Me llamo Asklepios, y de tarde en tarde tomo la pluma
para confesarme, lo cual hago por cumplir la necesidad de experimentarme verdadero, como ordenó Demócrito.
Amo la comparecencia de todas las cosas, grandes y
pequeñas, en la Tierra, entre la Tierra y el Sol, y más allá del Sol, existentes. Busco lo originario, y detesto indagar el fin de cuanto está ahí y permanece, bastando a mi razón el postulado que muestra el hecho.
Me enternecen los niños y las mujeres, cuya dócil
presencia se revela compañía. El Poder no tienta mi voluntad, pero siento inclinación a teorizar sobre este suceso. Denomino teorizar a enjuiciar desde principios y concluir implacablemente.

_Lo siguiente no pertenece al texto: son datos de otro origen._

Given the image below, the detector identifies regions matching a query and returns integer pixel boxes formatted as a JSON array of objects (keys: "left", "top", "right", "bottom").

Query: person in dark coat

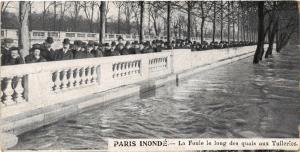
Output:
[
  {"left": 74, "top": 40, "right": 86, "bottom": 59},
  {"left": 84, "top": 41, "right": 95, "bottom": 58},
  {"left": 25, "top": 48, "right": 47, "bottom": 63},
  {"left": 120, "top": 41, "right": 131, "bottom": 55},
  {"left": 105, "top": 41, "right": 120, "bottom": 56},
  {"left": 3, "top": 47, "right": 25, "bottom": 65},
  {"left": 142, "top": 41, "right": 153, "bottom": 53},
  {"left": 1, "top": 38, "right": 13, "bottom": 65},
  {"left": 116, "top": 43, "right": 128, "bottom": 55},
  {"left": 54, "top": 38, "right": 73, "bottom": 61},
  {"left": 91, "top": 43, "right": 104, "bottom": 57},
  {"left": 40, "top": 37, "right": 54, "bottom": 61},
  {"left": 130, "top": 41, "right": 141, "bottom": 54}
]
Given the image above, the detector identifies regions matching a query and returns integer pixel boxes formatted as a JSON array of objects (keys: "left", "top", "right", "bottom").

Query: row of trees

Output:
[
  {"left": 1, "top": 1, "right": 255, "bottom": 41},
  {"left": 1, "top": 1, "right": 298, "bottom": 63}
]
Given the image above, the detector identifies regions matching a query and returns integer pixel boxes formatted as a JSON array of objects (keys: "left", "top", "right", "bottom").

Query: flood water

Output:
[{"left": 12, "top": 47, "right": 300, "bottom": 149}]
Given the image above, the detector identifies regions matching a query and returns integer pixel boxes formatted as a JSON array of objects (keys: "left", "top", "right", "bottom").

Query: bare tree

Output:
[
  {"left": 18, "top": 1, "right": 30, "bottom": 57},
  {"left": 1, "top": 1, "right": 11, "bottom": 23},
  {"left": 82, "top": 1, "right": 96, "bottom": 32},
  {"left": 253, "top": 1, "right": 264, "bottom": 64},
  {"left": 139, "top": 1, "right": 145, "bottom": 43},
  {"left": 99, "top": 1, "right": 107, "bottom": 44}
]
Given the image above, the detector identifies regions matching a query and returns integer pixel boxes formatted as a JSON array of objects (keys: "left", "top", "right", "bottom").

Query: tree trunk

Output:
[
  {"left": 212, "top": 2, "right": 216, "bottom": 42},
  {"left": 220, "top": 1, "right": 224, "bottom": 41},
  {"left": 118, "top": 6, "right": 121, "bottom": 34},
  {"left": 227, "top": 2, "right": 230, "bottom": 44},
  {"left": 139, "top": 1, "right": 144, "bottom": 43},
  {"left": 53, "top": 1, "right": 56, "bottom": 31},
  {"left": 253, "top": 1, "right": 264, "bottom": 64},
  {"left": 187, "top": 2, "right": 192, "bottom": 41},
  {"left": 201, "top": 17, "right": 205, "bottom": 44},
  {"left": 167, "top": 1, "right": 171, "bottom": 42},
  {"left": 90, "top": 2, "right": 94, "bottom": 32},
  {"left": 59, "top": 2, "right": 64, "bottom": 31},
  {"left": 42, "top": 1, "right": 46, "bottom": 30},
  {"left": 99, "top": 1, "right": 106, "bottom": 44},
  {"left": 18, "top": 1, "right": 30, "bottom": 57},
  {"left": 28, "top": 4, "right": 32, "bottom": 31},
  {"left": 237, "top": 3, "right": 240, "bottom": 42}
]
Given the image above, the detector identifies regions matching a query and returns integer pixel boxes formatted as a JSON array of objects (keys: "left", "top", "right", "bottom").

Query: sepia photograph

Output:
[{"left": 0, "top": 0, "right": 300, "bottom": 152}]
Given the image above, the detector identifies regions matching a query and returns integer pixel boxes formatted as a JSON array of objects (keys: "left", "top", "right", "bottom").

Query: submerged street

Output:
[{"left": 11, "top": 46, "right": 300, "bottom": 149}]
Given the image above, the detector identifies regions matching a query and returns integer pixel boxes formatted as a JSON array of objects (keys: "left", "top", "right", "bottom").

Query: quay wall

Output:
[{"left": 0, "top": 46, "right": 262, "bottom": 144}]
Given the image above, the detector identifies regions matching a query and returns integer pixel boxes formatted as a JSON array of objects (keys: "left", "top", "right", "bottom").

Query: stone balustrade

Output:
[{"left": 0, "top": 46, "right": 255, "bottom": 118}]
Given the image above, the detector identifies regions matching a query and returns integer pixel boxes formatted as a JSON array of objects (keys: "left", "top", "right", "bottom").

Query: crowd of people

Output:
[{"left": 1, "top": 37, "right": 254, "bottom": 65}]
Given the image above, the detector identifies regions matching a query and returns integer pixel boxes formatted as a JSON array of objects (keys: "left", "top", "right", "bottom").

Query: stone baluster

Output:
[
  {"left": 112, "top": 64, "right": 116, "bottom": 78},
  {"left": 61, "top": 69, "right": 69, "bottom": 90},
  {"left": 80, "top": 67, "right": 86, "bottom": 86},
  {"left": 84, "top": 66, "right": 92, "bottom": 85},
  {"left": 115, "top": 63, "right": 120, "bottom": 77},
  {"left": 3, "top": 78, "right": 15, "bottom": 105},
  {"left": 0, "top": 79, "right": 3, "bottom": 103},
  {"left": 137, "top": 61, "right": 141, "bottom": 73},
  {"left": 92, "top": 66, "right": 98, "bottom": 84},
  {"left": 75, "top": 67, "right": 81, "bottom": 88},
  {"left": 120, "top": 63, "right": 124, "bottom": 77},
  {"left": 68, "top": 68, "right": 75, "bottom": 89},
  {"left": 14, "top": 76, "right": 25, "bottom": 102},
  {"left": 124, "top": 62, "right": 128, "bottom": 76},
  {"left": 53, "top": 71, "right": 61, "bottom": 92},
  {"left": 127, "top": 62, "right": 132, "bottom": 75},
  {"left": 133, "top": 61, "right": 137, "bottom": 74}
]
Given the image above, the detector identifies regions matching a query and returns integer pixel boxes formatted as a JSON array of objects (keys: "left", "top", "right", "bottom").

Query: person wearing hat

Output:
[
  {"left": 1, "top": 38, "right": 13, "bottom": 65},
  {"left": 40, "top": 37, "right": 54, "bottom": 61},
  {"left": 73, "top": 40, "right": 86, "bottom": 59},
  {"left": 130, "top": 41, "right": 141, "bottom": 54},
  {"left": 118, "top": 36, "right": 124, "bottom": 45},
  {"left": 105, "top": 41, "right": 120, "bottom": 56},
  {"left": 54, "top": 38, "right": 73, "bottom": 61},
  {"left": 91, "top": 42, "right": 104, "bottom": 57},
  {"left": 25, "top": 48, "right": 47, "bottom": 63},
  {"left": 120, "top": 41, "right": 131, "bottom": 55},
  {"left": 3, "top": 47, "right": 25, "bottom": 65},
  {"left": 84, "top": 41, "right": 95, "bottom": 58},
  {"left": 142, "top": 41, "right": 153, "bottom": 53}
]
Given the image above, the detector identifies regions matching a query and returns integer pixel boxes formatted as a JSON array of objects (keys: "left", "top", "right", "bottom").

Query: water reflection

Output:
[{"left": 13, "top": 48, "right": 300, "bottom": 149}]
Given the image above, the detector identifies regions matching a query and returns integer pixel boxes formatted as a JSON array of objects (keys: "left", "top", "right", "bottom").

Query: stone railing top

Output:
[{"left": 0, "top": 51, "right": 171, "bottom": 78}]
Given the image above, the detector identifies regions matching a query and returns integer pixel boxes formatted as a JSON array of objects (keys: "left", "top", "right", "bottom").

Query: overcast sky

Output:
[{"left": 7, "top": 1, "right": 117, "bottom": 19}]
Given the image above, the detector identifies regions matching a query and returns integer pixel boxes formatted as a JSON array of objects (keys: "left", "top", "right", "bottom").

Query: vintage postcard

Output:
[{"left": 0, "top": 0, "right": 300, "bottom": 152}]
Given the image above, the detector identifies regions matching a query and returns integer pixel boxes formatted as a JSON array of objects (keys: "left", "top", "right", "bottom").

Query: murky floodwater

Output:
[{"left": 13, "top": 47, "right": 300, "bottom": 149}]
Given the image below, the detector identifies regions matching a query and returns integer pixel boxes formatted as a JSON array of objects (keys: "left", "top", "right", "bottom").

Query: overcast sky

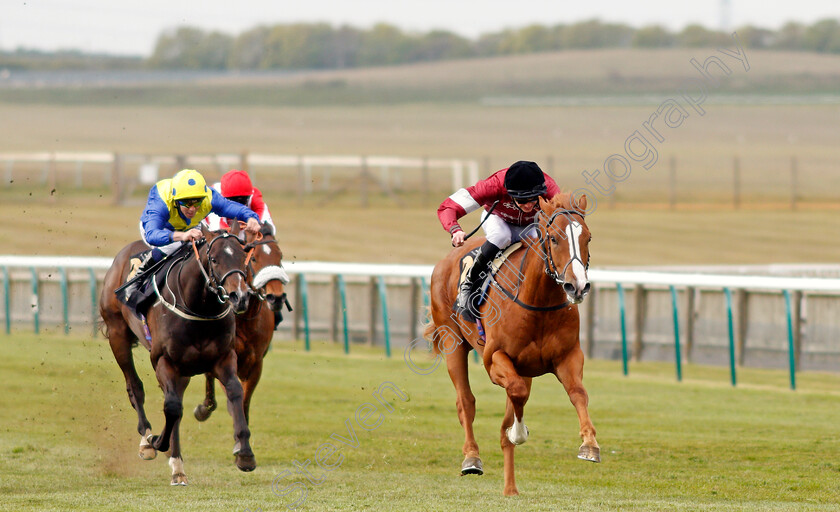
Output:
[{"left": 0, "top": 0, "right": 840, "bottom": 55}]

Repudio las ficciones y sus consecuencias, siéndome
ajena, por consiguiente, la conciencia de casta o superioridad. No puedo admitir que se disfrace cuanto el juicio correcto ofrece como verdadero. Odio los reverenciosos, me repugnan los mágicos y aborrezco toda doctrina irracional. Me avergüenzan las retahílas de vocablos carentes de significado; no puedo soportar, por ejemplo, que alguien diga: “mi hermano espiritual”, “nuestro destino manifiesto”. Me burlo de toda grandeza, porque pienso que cualquier grandeza es falsa. Entre vanidosos, soy el demiurgo que los hincha; entre hipócritas, el demiurgo que los escandaliza; y entre neutrales, el demiurgo que los implica. Como todo proscrito, padezco nostalgias, y éstas son las nostalgias que yo, un griego, vivo: nostalgia de la Verdad, de la Belleza y de la Bondad.
Rehúso la tristeza, pero valoro la melancolía. De vez en
vez, mi naturaleza se torna melancólica, y halla su gozo en los dulces brazos del desencanto. También la acedia es pasión digna de un griego, aunque combatida por Epicuro.
No sigo camino ni ando por senda de maestro conocido;
me río de todos los maestros, como adicto que soy a la capacidad de enjuiciar desde postulados y concluir implacablemente, también llamada libertad de reflexión o de ciencia, que hace posible la vida racional entre los griegos y no griegos.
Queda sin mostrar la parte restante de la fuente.